Bakar mısınız, Apo’nun sağlığını merak eden iyi niyetli
teröristler varmış; bir de biraz daha kötü niyetli
olanlar. Koskoca (!) bakan iyi niyetli teröristlere
hesap veriyor.
Ve… AKP kadrosu hep bir ağızdan, “Bu terör bir türlü
bitmiyor bari Kürtlerle anlaşalım…” diyor.
Terör niye bitsin ki! Terörist olmanın, isyancı olmanın,
yağmanın, adam öldürmenin bir bedeli olmadığı dünyadaki
tek ülke Türkiye burası... Hatta ödülü var. Kazanımı
var. Adam neden terörden vazgeçsin ki?!
Öte yandan en yetkili komutanından en yetkili sivil
yöneticisine kadar herkes tek bir çağrı yapıyor: “Aman
kardeşliğimiz bozulmasın, aman kışkırtmaya gelmeyelim,
aman iç savaş çıkmasın.” Oysa ortada iç savaş falan yok.

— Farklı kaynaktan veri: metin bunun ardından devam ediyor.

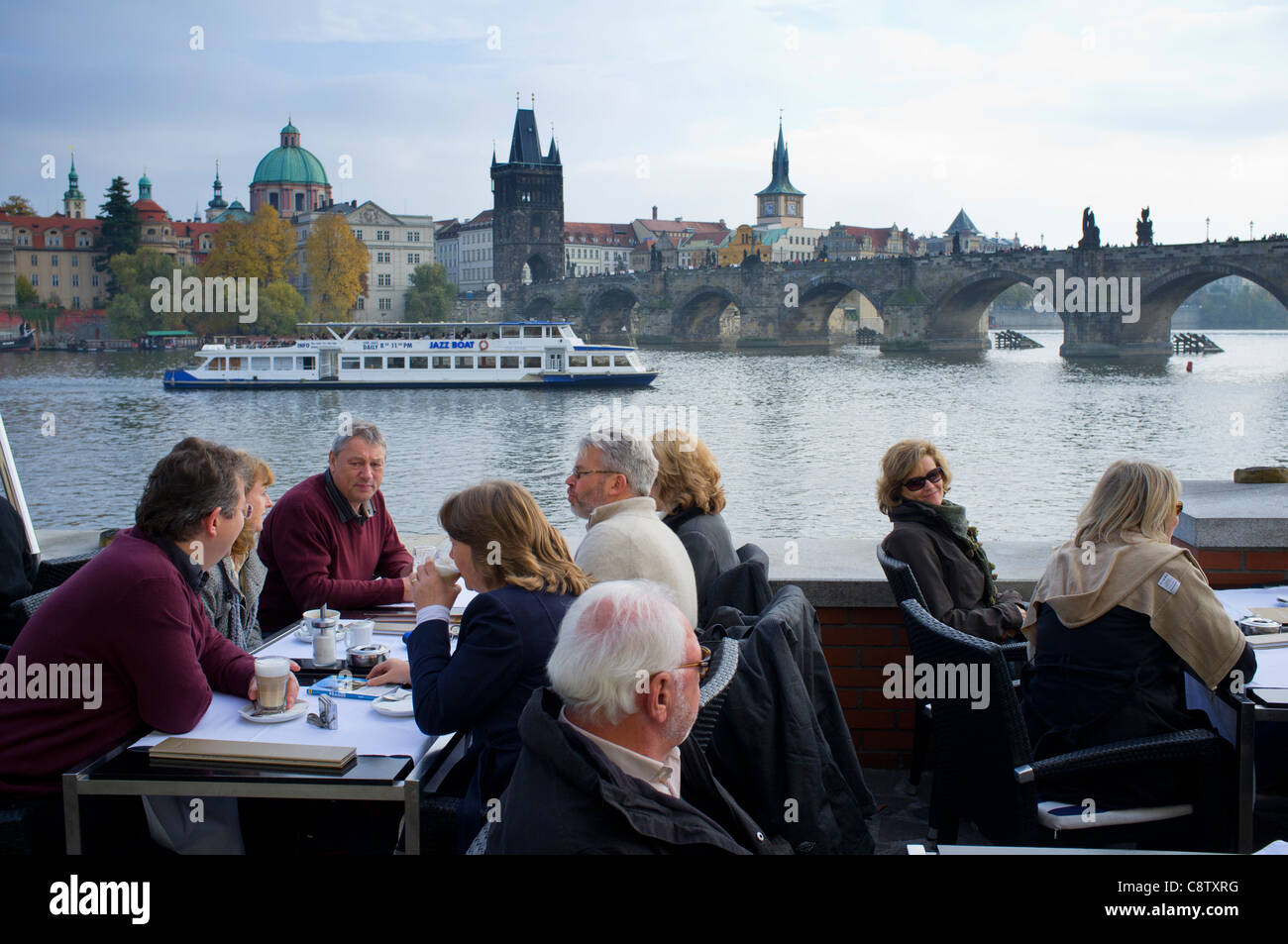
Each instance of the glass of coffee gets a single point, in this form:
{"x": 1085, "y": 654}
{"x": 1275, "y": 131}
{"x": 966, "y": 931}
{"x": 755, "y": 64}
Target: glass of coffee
{"x": 271, "y": 675}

Devleti, medyası, polisi tümü elimizi kolumuzu bağlamış.
Türklerde iç savaş çıkaracak hal mi var?
Devletin başındakiler isyanı nasıl bastırırız diye
düşüneceklerine, iç savaş çıkmasını nasıl engelleriz
diye zaten devlete bağlı olan Türklerin üstüne
geliyorlar.
*
Geçtiğimiz günlerde Brüksel’de “Ermeni destekli”,
Tunceli 1938 isyanını bahane ederek soykırım iddiasını
ortaya koyan bir toplantı düzenlendi. Toplantı, tahmin
edilenin üzerinde iftiralarla adeta bir ‘isyan
manifestosu’ görünümündeydi.
PKK ve Abdullah Öcalan’a hukuki yardım ve maddi destek
sağlayan Alman Profesör Ronald Mönch toplantıda yaptığı
konuşmada, Atatürk’ün, yaşasaydı eğer soykırım nedeniyle
savaş suçlusu olarak yargılanacağı iddiasında bulundu.

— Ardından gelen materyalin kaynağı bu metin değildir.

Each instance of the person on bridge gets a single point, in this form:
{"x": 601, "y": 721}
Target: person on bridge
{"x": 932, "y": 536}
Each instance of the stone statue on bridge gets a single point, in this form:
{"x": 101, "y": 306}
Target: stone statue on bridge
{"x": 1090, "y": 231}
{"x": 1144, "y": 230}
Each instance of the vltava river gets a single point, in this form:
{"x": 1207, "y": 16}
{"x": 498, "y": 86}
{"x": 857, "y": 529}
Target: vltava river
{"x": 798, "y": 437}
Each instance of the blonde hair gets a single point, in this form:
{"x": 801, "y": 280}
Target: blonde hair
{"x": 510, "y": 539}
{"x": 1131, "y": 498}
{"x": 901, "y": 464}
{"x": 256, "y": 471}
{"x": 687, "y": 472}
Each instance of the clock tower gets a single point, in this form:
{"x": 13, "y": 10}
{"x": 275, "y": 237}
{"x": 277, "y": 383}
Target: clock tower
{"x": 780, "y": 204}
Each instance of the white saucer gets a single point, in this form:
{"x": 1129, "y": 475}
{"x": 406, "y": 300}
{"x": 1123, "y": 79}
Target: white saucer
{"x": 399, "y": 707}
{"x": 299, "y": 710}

DPT’li milletvekilleri ve Tunceli Belediye Başkanı da
duru mu onlar da veryansın ettiler Türkiye’ye…
N’oldu diyeceksiniz? Şu oldu: Alman Prof.Mönch, yabancı
bir ülkenin vatandaşı olarak, DTP’li vekiller ve
Tunceli Belediye Başkanı da, TC vatandaşı olarak
yurtdışında Türkiye’nin zararına suç işlemiş oldular.

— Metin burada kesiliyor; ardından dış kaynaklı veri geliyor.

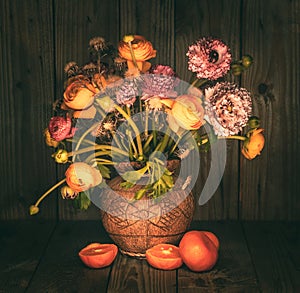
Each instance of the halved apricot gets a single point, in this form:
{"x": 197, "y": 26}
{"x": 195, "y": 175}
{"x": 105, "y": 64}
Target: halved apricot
{"x": 198, "y": 251}
{"x": 96, "y": 255}
{"x": 164, "y": 256}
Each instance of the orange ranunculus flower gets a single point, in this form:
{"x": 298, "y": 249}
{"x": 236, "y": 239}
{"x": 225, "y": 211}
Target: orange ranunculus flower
{"x": 142, "y": 49}
{"x": 79, "y": 94}
{"x": 254, "y": 144}
{"x": 80, "y": 176}
{"x": 186, "y": 111}
{"x": 49, "y": 140}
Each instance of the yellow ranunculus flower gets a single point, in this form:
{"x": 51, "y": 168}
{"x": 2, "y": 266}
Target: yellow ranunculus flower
{"x": 80, "y": 176}
{"x": 254, "y": 144}
{"x": 186, "y": 111}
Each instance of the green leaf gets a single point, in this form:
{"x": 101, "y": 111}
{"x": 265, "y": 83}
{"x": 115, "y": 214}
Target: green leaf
{"x": 139, "y": 194}
{"x": 104, "y": 170}
{"x": 126, "y": 184}
{"x": 134, "y": 176}
{"x": 82, "y": 201}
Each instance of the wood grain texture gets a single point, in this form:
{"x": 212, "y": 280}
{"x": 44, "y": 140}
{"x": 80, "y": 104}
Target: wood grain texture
{"x": 155, "y": 21}
{"x": 27, "y": 89}
{"x": 21, "y": 246}
{"x": 75, "y": 24}
{"x": 61, "y": 269}
{"x": 274, "y": 249}
{"x": 253, "y": 257}
{"x": 135, "y": 275}
{"x": 39, "y": 37}
{"x": 220, "y": 19}
{"x": 233, "y": 271}
{"x": 270, "y": 184}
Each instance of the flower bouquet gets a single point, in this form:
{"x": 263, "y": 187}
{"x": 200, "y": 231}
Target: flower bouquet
{"x": 124, "y": 124}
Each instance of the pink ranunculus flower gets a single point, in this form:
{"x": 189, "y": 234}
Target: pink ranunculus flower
{"x": 61, "y": 128}
{"x": 80, "y": 176}
{"x": 185, "y": 112}
{"x": 209, "y": 58}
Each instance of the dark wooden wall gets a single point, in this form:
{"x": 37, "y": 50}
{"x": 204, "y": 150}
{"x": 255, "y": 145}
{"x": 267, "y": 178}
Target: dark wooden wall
{"x": 39, "y": 36}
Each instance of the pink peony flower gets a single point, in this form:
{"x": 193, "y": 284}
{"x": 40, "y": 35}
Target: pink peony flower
{"x": 209, "y": 58}
{"x": 160, "y": 81}
{"x": 126, "y": 94}
{"x": 228, "y": 108}
{"x": 61, "y": 128}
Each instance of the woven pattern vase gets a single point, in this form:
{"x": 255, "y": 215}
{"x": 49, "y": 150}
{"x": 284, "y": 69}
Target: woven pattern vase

Şimdi TBMM Başkanlığı milletvekilleri, İçişleri
Bakanlığı da Belediye Başkanı hakkında gerekli işlemleri
yapmak durumunda. Bu suç eğer karşılık bulmazsa o zaman,
suç işleyenlere, suçlu gibi davranıp kendi hukukunu
uygulayamayan devlet otoritesi, gün gelir, suçluların
hukukuna boyun eğmek zorunda kalır.
*
Ne ki, iktidar partisi ve hükümetinin hukukla ilgisi
olmadığı pek çok olayla kanıtlandı. Onlar İslam
Cumhuriyeti peşinde… Anayasayı da o doğrultuda
değiştirip önlerini açma gayretindeler. “Laikliğin
koruyucusu” olduğunu öne süren Başbakan geçtiğimiz
günlerde ne demişti: “Meyvenin henüz
olgunlaşmadığını” gördüklerini, o yüzden beklemek
gerektiğini… Çok geçmedi meyveyi olgunlaştırma
çabalarına bir yenisi eklendi. Prof.Dr. İhsan
Doğramacı’nın oğlu Ali Doğramacı’nın Rektörü olduğu
Bilkent Üniversitesi Alman Uluslararası İşbirliği Vakfı
isimli bir kuruluşla “işbirliği” yaparak Ankara’da bir
sempozyum düzenledi. Anayasalardaki değiştirilemez
ilkeleri tartıştılar. Başta AKP’nin görüşlerini yansıtan
Anayasa değişikliği çalışmasını yapan Prof. Ergun
Özbudun olmak üzere “değiştirilmesi teklif dahi edilemez
maddeler”i kaldırmaya kararlı olanlar bir araya
geldiler. Ülkenin önde giden Anayasa profesörlerinin
çağrılmadığı toplantının destekçileri de kimlerdi
biliyor musunuz? Laik Cumhuriyetten yana olmakla yükümlü
olan Anayasa Mahkemesi Başkanı Haşim Kılıç ve Yüce
Mahkeme Raportörü Doç.Dr. Osman Can… “Değiştirilemezlik
sona erdirilmelidir” sonucuna ulaşmaya çalışılan
toplantıda Osman Can’ın “Değiştirilemez maddeler ile
ötekiler arasında hiyerarşik bir bağ yoktur”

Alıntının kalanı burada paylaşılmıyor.